In his earlier life he was involved with the Official IRA.

==Killing of Pat Finucane==
On 27 June 1999, Moloney published a story based on his 1990 interviews he had with Ulster Defence Association (UDA) quartermaster Billy Stobie. Stobie claimed that, in a separate incident, the Special Branch had framed him by planting guns at his home. He related his version of the circumstances of Pat Finucane's death to be published as assurance should anything untoward happen to him. The account was published when, as part of the Stevens Enquiry Stobie was arrested and charged with Finucane's murder.

Moloney refused to comply with a court order that he should give to the police notes he had made during the interviews. He faced jail or heavy fines but, in October 1999, Lord Chief Justice Sir Robert Carswell ruled at the High Court in Belfast that the judge had been mistaken in ordering Moloney to turn over his notes to the police.

==Views==
Supporting Glenn Greenwald, Moloney wrote in 2013:
"Most ominously in their efforts to silence dissent from within government, Obama/Holder are seeking to criminalize the media, insinuating in some prosecutions that by facilitating a whistleblower, journalists can be accomplices in crime. So far the White House has shied from actually following through with charges but it is not beyond the bounds of possibility that they may try to over the Snowden case, hence the fierce hostility to the radical journalist Glenn Greenwald in establishment polit [sic] and media circles."

==Assassination attempt==
In May 2020, Village magazine revealed attempts to assassinate Moloney and Vincent Browne had been planned in 1982.

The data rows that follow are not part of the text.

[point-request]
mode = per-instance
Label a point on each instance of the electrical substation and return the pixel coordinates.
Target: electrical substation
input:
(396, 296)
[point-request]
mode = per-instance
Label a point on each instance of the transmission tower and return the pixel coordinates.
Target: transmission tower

In the February 1982 Irish general election, Sinn Féin the Workers' Party had won three seats and found themselves in a position of power. The three TDs voted for Charles Haughey of Fianna Fáil as opposed to Garret FitzGerald of Fine Gael. After the election, Moloney wrote two articles on Sinn Féin – The Workers' Party for the Irish Times. The first dealt with the party's political journey and appeared in print. The second, which dealt with the continuing existence of the Official IRA and its criminal activities, did not. An unknown member of the Irish Times passed Moloney's article to the Official IRA. Moloney said that this part "never appeared and I was never officially informed nor given any explanation by the Irish Times. I cannot even say whether my copy was even shown above the level of sub-editor".

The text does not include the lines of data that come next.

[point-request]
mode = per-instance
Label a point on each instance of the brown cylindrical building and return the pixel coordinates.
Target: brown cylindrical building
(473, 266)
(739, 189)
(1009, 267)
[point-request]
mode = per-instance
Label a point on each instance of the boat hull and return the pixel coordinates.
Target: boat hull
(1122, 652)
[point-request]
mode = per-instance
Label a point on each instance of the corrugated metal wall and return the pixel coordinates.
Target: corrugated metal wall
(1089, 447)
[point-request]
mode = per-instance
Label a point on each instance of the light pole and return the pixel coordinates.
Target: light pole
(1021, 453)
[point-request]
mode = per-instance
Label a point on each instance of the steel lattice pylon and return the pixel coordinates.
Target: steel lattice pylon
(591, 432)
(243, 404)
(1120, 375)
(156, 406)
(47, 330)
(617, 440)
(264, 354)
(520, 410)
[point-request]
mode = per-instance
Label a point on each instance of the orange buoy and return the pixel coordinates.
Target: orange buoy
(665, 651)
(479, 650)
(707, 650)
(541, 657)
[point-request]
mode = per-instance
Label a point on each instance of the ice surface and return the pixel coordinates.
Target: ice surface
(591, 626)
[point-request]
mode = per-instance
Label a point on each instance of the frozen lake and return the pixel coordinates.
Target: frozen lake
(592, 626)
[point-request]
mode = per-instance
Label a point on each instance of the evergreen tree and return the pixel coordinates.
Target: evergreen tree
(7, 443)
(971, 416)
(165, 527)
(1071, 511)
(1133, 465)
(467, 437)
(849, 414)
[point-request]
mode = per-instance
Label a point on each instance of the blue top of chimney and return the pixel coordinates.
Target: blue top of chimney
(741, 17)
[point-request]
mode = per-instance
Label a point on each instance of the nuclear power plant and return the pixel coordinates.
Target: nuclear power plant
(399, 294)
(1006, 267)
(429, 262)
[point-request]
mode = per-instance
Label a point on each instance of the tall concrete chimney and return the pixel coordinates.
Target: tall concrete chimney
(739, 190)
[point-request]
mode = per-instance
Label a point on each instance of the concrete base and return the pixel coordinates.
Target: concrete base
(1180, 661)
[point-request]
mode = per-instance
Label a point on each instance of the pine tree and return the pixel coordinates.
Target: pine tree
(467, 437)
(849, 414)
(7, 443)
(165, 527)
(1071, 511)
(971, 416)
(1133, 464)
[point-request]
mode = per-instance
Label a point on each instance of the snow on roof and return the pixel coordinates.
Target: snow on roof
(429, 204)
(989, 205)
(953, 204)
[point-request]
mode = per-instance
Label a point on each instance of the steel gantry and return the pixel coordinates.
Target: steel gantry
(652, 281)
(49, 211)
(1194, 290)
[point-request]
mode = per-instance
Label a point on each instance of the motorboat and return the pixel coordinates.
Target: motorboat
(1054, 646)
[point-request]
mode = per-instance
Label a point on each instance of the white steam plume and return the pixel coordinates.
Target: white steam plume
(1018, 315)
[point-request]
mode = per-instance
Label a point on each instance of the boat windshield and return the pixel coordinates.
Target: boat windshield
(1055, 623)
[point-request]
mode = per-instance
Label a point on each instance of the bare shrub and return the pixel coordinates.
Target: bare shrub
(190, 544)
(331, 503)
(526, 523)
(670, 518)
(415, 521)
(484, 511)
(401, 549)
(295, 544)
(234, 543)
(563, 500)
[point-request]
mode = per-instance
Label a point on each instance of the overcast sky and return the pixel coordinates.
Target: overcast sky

Moloney then passed on his research to Magill, edited then by Vincent Browne. A two-part series was published in the March and April 1982 issues and they sold out. It was embarrassing for Sinn Féin – The Workers' Party.

The Official IRA set Moloney up to be murdered, though it is not clear if this was done before or after the publication of the Magill articles. Two members of SFWP told the UDA that Moloney was in the Irish National Liberation Army.

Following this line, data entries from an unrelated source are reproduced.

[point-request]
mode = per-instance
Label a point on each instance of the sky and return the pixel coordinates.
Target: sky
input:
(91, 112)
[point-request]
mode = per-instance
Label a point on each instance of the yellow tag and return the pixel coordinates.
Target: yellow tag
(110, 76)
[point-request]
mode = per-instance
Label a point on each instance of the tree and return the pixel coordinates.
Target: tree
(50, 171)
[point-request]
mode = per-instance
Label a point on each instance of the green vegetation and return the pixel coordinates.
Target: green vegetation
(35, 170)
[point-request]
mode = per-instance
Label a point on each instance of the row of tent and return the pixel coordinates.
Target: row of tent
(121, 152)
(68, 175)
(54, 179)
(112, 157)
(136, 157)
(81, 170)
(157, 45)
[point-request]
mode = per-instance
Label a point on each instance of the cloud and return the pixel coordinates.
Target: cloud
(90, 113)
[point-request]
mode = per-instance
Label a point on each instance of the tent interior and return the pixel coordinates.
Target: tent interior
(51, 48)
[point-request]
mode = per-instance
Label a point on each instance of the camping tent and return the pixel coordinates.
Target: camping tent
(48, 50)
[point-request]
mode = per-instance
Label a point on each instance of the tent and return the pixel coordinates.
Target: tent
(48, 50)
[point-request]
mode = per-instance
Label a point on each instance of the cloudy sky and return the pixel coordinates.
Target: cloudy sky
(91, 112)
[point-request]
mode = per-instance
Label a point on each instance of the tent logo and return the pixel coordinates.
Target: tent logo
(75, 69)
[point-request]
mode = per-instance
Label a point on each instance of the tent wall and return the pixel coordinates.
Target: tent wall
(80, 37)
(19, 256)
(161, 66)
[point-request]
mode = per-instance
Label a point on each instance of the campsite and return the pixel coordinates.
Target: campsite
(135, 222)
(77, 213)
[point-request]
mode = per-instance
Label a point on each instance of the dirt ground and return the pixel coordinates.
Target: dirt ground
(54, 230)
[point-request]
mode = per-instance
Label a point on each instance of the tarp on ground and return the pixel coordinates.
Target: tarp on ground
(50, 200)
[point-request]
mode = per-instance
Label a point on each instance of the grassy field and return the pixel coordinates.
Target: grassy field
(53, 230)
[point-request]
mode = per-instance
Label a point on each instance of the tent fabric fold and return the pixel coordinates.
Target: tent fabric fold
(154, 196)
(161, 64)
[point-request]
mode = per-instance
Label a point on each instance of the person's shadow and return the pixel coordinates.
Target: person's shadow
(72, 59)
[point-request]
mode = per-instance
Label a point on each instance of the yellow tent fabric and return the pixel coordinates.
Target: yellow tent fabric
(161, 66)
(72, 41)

Moloney ended up in the UDA HQ in Gawn Street, facing John McMichael, Davy Payne and a third member of the UDA Inner Council that Moloney did not name, but who was still alive in May 2020. Payne in particular had a history of involvement with sectarian torture and murder. Cathal Goulding and the Official IRA must have known that if the UDA had fallen for their allegations, the latter would have abducted and tortured Moloney before murdering him, with Davy Payne as most likely choice for interrogator. Moloney was told that the UDA Inner Council did not believe the allegations.

Although Moloney did not record the date of his confrontation with the UDA, he said he handed over material to Magill "some time after" the encounter. The assassination attempt was thus meant to kill him and suppress information that had not been published by the Irish Times.

==Death==
On 17 October 2025, Moloney died at a hospital in New York City due to complications from an infection, aged 77.